After analyzing thousands of mock interviews, we've identified the most common technical mistakes that cost candidates offers. Here's what to avoid and how to fix it.
1. Not Knowing Your Resume Cold
Every number and experience on your resume is fair game. If you mention a valuation project, be ready to explain your methodology. If you list a GPA, know your exact number. Interviewers lose confidence when candidates stumble on their own experience.
2. Giving Textbook Answers Without Understanding
Memorizing that "depreciation is a non-cash expense" isn't enough. You need to understand why it matters and how it flows through the statements. Interviewers probe understanding with follow-up questions.
3. Forgetting the Tax Shield
When calculating the impact of depreciation or interest expense, many candidates forget the tax implications. Remember that deductible expenses save money equal to the expense times the tax rate.
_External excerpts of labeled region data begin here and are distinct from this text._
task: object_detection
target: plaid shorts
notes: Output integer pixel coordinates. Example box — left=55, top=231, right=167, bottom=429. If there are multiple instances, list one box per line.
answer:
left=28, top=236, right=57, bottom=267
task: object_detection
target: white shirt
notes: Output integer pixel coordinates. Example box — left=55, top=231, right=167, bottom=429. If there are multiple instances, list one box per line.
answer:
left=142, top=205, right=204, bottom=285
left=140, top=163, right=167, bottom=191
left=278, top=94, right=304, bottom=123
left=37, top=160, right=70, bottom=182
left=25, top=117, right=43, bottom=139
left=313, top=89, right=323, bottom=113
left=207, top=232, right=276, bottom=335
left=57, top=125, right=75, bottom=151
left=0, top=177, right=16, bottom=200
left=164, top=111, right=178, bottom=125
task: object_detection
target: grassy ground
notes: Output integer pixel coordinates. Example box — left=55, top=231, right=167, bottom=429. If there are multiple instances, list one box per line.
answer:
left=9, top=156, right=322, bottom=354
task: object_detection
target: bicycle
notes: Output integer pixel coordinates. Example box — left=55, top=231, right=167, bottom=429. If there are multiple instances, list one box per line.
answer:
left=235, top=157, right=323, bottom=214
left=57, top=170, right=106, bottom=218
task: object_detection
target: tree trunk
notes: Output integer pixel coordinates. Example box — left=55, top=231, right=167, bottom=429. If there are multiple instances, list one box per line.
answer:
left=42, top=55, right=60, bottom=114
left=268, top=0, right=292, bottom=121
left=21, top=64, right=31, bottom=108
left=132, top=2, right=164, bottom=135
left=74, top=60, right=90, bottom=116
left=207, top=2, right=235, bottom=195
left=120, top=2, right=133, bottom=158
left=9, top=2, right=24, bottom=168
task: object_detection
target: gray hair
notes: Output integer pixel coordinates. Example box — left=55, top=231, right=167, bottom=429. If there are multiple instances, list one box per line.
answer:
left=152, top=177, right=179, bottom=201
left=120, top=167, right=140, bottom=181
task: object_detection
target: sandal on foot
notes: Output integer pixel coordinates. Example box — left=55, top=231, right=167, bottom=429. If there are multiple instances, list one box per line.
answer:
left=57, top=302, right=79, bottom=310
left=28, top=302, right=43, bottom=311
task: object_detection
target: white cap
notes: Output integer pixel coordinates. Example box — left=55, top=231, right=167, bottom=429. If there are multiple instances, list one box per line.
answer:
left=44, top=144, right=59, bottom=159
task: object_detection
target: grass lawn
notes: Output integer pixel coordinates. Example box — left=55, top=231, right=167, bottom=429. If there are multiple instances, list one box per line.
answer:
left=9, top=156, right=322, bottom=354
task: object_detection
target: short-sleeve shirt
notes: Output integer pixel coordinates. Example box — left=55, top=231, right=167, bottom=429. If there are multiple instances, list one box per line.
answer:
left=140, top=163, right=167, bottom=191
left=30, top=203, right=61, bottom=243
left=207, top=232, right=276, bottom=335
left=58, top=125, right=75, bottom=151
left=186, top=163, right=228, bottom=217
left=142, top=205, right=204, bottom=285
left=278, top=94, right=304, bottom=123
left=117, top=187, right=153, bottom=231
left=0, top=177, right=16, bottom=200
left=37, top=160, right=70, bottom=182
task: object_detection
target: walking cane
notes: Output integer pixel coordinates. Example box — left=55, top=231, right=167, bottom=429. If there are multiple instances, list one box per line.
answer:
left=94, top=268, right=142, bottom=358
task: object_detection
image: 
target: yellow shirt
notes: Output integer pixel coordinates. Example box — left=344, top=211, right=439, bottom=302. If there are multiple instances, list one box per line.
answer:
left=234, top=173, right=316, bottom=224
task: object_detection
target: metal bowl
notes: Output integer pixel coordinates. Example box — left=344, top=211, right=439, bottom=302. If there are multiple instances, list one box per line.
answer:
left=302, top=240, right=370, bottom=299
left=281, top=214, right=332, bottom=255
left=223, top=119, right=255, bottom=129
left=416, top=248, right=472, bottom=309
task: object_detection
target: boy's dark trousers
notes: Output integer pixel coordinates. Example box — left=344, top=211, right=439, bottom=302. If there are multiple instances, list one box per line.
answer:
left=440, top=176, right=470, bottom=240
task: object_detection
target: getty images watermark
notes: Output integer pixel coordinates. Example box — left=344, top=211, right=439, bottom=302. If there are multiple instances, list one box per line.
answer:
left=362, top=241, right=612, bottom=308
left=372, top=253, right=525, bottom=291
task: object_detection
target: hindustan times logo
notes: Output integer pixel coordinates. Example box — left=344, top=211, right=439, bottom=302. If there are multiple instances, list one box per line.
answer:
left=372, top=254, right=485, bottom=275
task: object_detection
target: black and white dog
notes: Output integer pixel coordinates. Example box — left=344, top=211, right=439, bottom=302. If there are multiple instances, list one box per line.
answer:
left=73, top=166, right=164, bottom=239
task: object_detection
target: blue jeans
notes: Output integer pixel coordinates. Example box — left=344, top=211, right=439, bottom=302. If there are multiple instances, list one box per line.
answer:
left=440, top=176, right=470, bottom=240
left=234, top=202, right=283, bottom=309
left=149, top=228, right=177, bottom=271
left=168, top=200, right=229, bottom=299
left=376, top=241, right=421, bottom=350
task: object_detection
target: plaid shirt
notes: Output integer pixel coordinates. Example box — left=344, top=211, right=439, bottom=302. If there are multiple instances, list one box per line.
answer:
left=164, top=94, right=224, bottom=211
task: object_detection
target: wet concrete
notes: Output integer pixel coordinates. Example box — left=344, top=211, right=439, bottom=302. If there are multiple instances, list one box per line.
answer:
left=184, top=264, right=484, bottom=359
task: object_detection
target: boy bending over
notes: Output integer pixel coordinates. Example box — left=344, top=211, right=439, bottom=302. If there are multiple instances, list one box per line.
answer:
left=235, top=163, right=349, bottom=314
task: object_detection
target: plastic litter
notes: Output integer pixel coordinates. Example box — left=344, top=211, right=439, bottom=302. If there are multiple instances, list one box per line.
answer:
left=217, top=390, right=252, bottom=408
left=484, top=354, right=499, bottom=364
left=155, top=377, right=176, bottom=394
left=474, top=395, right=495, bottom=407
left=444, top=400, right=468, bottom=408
4. Confusing Enterprise and Equity Value
This is a fundamental concept that trips up many candidates. Enterprise value includes all stakeholders, while equity value is just for shareholders. Know when to use each and how to bridge between them.
5. Not Walking Through the Three Statements
If you can't cleanly walk through how the three financial statements connect, you're not ready for interviews. This should be automatic.
6. Blanking on Basic Formulas
Practice until WACC, EBITDA, and DCF formulas are second nature. Nerves cause blanks, and nothing kills momentum like forgetting basic formulas.
7. Ignoring Reasonableness Checks
When doing mental math or market sizing, always sanity check your answer. Does a $500 billion market size for golf balls make sense? Probably not.
8. Not Asking Clarifying Questions
Many technical questions are intentionally vague. Asking "What industry is the company in?" or "What's the tax rate?" shows thoughtfulness and buys you thinking time.
9. Overcomplicating Answers
Start simple and add complexity only if asked. A clear, basic answer beats a confusing advanced one.
10. Not Practicing Out Loud
Knowing an answer in your head is different from articulating it clearly. Practice explaining concepts verbally, ideally to someone who can challenge you.